Ses lèvres lui firent un sourire tandis qu'elle faussa son idée. Il n'avait pas besoin de savoir. Elle ne voulait pas l'encombrer de plus de soucis comme ça. Il était déjà assez gentil pour passer son temps libre avec elle alors qu'il avait d'autres chats à fouetter. Elle ne devait l'importuner plus qu'elle ne le faisait déjà.

-S'il se passait quelque chose, tu me l'aurais dit, pas vrai ?

-Bien sûr, Kirihara, mentit-elle en essayant de paraître convaincante.

La seule chose qu'elle pouvait faire pour le moment était de lui mentir. Tant qu'il ne savait rien, tout irait bien. Et puis, tout ce qu'il lui arrivait ne durerait sûrement pas longtemps. Sa vie redeviendra comme avant dans un petit bout de temps.

Il ne devait pas être au courant.

Akaya, lui, resta interdit un instant avant de reprendre l'expression qu'il avait habituellement. Si elle lui disait que tout allait bien, alors il la croirait. Et si elle ne voulait pas lui parler, c'était son choix aussi. Pourtant, il s'inquiétait pour elle. Même s'il ne connaissait pas l'équipe de Seigaku plus que cela, il avait l'impression que Tezuka et les autres étaient plein de ressources.

Peut-être n'était-ce qu'une impression après tout... ?

L'air sur le visage de la jeune fille confirma ce à quoi il pensait. Oui, ce n'était sûrement qu'une impression.

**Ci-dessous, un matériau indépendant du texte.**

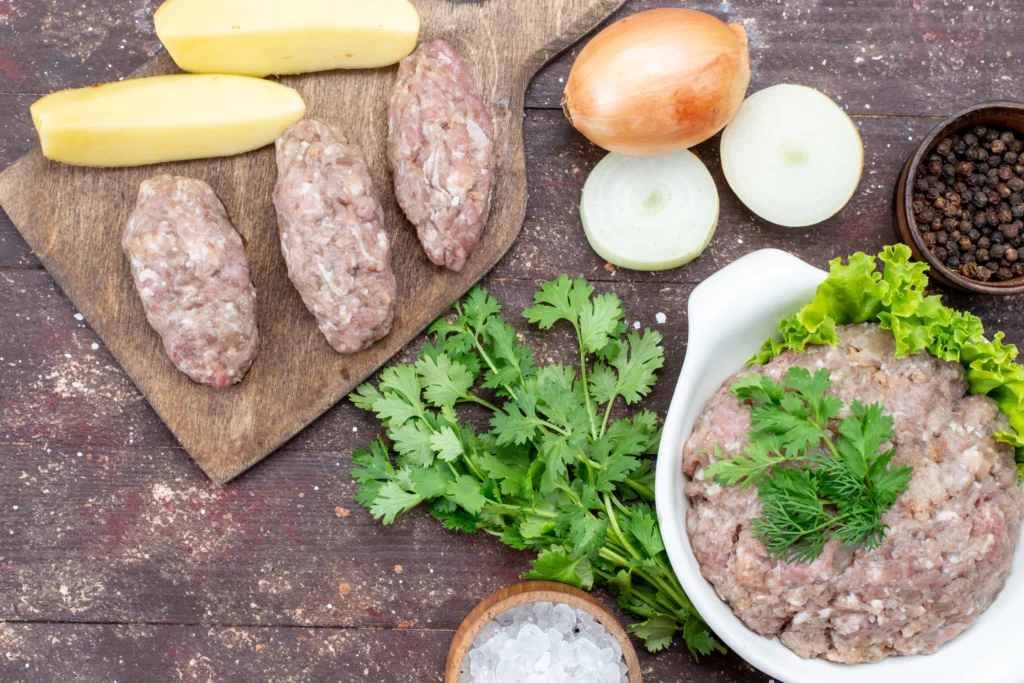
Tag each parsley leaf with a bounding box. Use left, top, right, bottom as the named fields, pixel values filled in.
left=351, top=276, right=716, bottom=655
left=705, top=368, right=912, bottom=562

Elle ferma la porte derrière elle et rangea ses chaussures convenablement. Son appartement semblait sans vie et vide, comme d'habitude. Elle vivait seule après tout. Sa sœur étant à Osaka à cause du travail. Ses parents, eux, étaient en voyage d'affaire, et son frère, lui...

Yuuta ne voulait plus la voir et avait déménagé dans les dortoirs de et même durant le week-end, il partait dormir chez un de ses amis ne rentrant pas à l'appartement.

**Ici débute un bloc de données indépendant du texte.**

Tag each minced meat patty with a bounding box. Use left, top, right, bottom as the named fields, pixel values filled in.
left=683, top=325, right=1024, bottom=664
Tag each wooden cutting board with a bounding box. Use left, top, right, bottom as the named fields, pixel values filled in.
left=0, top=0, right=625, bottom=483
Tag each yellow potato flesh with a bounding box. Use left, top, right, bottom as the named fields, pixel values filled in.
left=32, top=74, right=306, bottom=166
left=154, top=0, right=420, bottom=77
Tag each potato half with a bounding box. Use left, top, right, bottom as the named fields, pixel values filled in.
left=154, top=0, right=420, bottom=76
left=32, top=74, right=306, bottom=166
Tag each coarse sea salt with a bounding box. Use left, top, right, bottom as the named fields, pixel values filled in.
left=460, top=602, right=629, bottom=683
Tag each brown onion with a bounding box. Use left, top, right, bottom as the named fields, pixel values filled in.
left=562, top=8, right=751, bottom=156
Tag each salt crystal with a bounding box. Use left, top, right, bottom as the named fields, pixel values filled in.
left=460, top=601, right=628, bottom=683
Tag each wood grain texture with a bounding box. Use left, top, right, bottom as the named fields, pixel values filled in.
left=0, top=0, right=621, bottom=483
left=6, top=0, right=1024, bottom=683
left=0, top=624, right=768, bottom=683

Suzune avait prit l'habitude de se retrouver seule et y avait même tirée des avantages. Elle pouvait rentrer à l'heure qu'elle voulait, faire ce qu'elle voulait, mettre la musique à fond si elle le voulait et un tas d'autres choses. C'était devenu son quotidien.

Elle jeta un coup d'œil dans la boite aux lettres pour y voir un courrier de ses parents. Ces derniers lui en envoyaient au moins une par mois en lui expliquant qu'ils avaient soit versés de l'argent sur son compte pour l'appartement, soit en lui demandant simplement des nouvelles. Même si la première option était la plus souvent utilisée. Elle n'était pas en colère ou déçue. Elle avait depuis longtemps comprit que ça se passait ainsi avec ses parents.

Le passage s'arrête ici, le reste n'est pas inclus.